Harris Amendment Addressing Puerto Rico Death Toll Unanimously Adopted by Committee
WASHINGTON, D.C. – At a Homeland Security and Governmental Affairs Committee business executive meeting today, U.S. Senator Kamala D. Harris’ amendment addressing the dramatic undercount of the official death toll in Puerto Rico following Hurricane Maria was unanimously adopted by the committee. Harris’ amendment to the Disaster Recovery Reform Act of 2018 directs the Federal Emergency Management Agency (FEMA) to study how to ensure an accurate death count following natural disasters. The amendment is based on legislation previously introduced by Harris, the Counting Our Unexpected Natural Tragedies’ (COUNT) Victims Act.
“The number that has been published and relied upon for quite some time since the most recent disaster was sixty-four. Sixty-four souls that died,” said Senator Harris. “Now we have a study by Harvard University, reinforced by the New England Journal of Medicine, that suggests that over [4,600] human beings died. That’s a big difference. Obviously if it had been easy to do, I would like to believe that they would have done it and counted accurately. But they didn’t, and probably because they did not have the resources to do it.”
The bill also includes an amendment introduced by Harris that will direct FEMA to assess its policies for providing assistance for water infrastructure damaged by natural disasters. In California, the City of Santa Rosa is currently dealing with an issue from underground water pipes that were potentially impacted by the devastating wildfires that affected the region in 2017.

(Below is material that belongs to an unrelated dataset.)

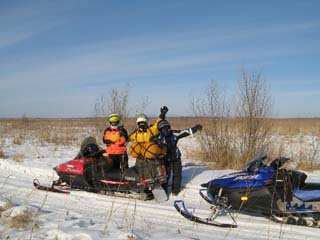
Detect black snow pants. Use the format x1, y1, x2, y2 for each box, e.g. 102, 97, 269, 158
163, 158, 182, 195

Additionally, the bill advanced by the committee adopted measures supported by Harris based on her Disasters Victims Passport and ID Relief Act that include fee waivers for disaster victims who need to replace passports and immigration documents, and another to ensure transparency and accountability for any modification to the way disaster assistance is provided by the federal government.
Harris’ amendments that were adopted include:
- Amendment #1: Directs FEMA to contract with the National Academies of Medicine to conduct a study on best practices and policy recommendations for mortality assessments during and after a natural disaster.
- Amendment #2: Directs FEMA to look at their current policies for assessing eligibility for public assistance of underground water infrastructure that may have been damaged in a natural disaster. This amendment does not direct FEMA to implement any new policy, but simply requests that they review their current policies.